Toolkit Strategies to Address Health-Related Absences
Preventing health-related absences requires a proactive, whole-child approach rooted in four key strategies:
Practitioners Bringing the Work to Life
A panel of practitioners — Cristie Granillo, Ph.D., MS, M.Ed., of Loma Linda University Health, California; Joey Millwood and Joy Schofield, LCSW, M.Ed., of Hall County Schools, Georgia; and Hannah Sam of Waterbury Public Schools, Connecticut — joined the conversation to share hopeful, practical examples of communities putting these strategies into action. These district stories show that with coordinated, whole-child approaches, preventing health-related absences is truly achievable.
Schools and districts across the country are showing what it looks like to put these strategies into action. At Kingsbury Elementary in Waterbury, Connecticut, leaders blend strong data practices with whole-child support — reviewing health and attendance needs before school begins, reaching out to families early, communicating clearly, and nurturing a trauma-informed school climate rooted in positive relationships.

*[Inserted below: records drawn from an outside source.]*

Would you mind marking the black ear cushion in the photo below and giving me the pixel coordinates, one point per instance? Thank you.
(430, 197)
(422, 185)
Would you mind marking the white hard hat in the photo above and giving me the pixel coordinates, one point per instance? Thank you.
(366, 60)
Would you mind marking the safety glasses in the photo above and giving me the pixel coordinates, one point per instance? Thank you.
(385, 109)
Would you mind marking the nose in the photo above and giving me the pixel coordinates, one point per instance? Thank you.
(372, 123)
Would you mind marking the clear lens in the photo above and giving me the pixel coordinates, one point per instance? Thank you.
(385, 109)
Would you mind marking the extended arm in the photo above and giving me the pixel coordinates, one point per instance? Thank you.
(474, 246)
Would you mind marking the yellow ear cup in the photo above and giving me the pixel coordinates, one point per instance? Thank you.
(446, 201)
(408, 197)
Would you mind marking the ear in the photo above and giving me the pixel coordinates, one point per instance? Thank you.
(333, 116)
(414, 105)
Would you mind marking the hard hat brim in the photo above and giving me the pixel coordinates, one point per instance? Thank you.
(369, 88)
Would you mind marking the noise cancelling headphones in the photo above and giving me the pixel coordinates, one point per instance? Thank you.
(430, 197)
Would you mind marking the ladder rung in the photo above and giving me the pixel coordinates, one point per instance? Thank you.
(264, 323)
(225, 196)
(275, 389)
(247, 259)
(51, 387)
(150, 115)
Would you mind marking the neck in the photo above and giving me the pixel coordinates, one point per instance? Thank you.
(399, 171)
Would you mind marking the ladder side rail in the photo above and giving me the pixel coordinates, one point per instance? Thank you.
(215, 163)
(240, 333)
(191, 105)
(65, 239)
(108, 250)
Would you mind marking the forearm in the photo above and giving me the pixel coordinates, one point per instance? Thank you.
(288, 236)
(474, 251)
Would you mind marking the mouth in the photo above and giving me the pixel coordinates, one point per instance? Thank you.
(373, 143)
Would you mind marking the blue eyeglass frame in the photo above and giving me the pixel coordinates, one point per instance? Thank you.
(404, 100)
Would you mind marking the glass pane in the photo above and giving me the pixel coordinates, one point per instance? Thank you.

In Hall County, Georgia, a districtwide commitment to mental health equips all staff with training to recognize early warning signs and respond with empathy. Large-scale skills groups help students build mindfulness, emotional regulation, and resilience, reducing anxiety and suicidal ideation while improving attendance.
In San Bernardino, California, community health and education workers reconnect students and families by meeting them where they are — literally. Through home visits, they identify barriers such as transportation challenges or immigration-related fears, make warm handoffs to clinical partners, and coordinate support across agencies. These examples show how deeply intertwined health, safety, belonging, and attendance are — and how whole-family, cross-sector approaches can dramatically reduce chronic absenteeism.
Overcoming Barriers to Collaboration
Panelists acknowledged persistent challenges, including siloed systems, data-sharing limitations, and insufficient school health staffing. They emphasized the need to strengthen health infrastructure, use existing data more strategically, and align goals under unified, whole-child plans.
“Attendance teams need to take a whole-child approach, especially when viewing absences through a health lens. This means removing stigma and negativity and instead focusing on building trusting relationships. The guiding question becomes, ‘How can we support you?’ rather than ‘Why aren’t you here?’ Ultimately, the team is united around a shared goal: ensuring every student is healthy, safe, and ready to learn.”
– Kim Stanislo, National Association of School Nurses
Looking Ahead
The new toolkit will be available in mid-January on the Johns Hopkins Center for School Health website. The webinar closed with a shared message of hope: When schools, health systems, and communities work together, sustainable reductions in chronic absence are possible — and every child can be healthy, present, and prepared to thrive.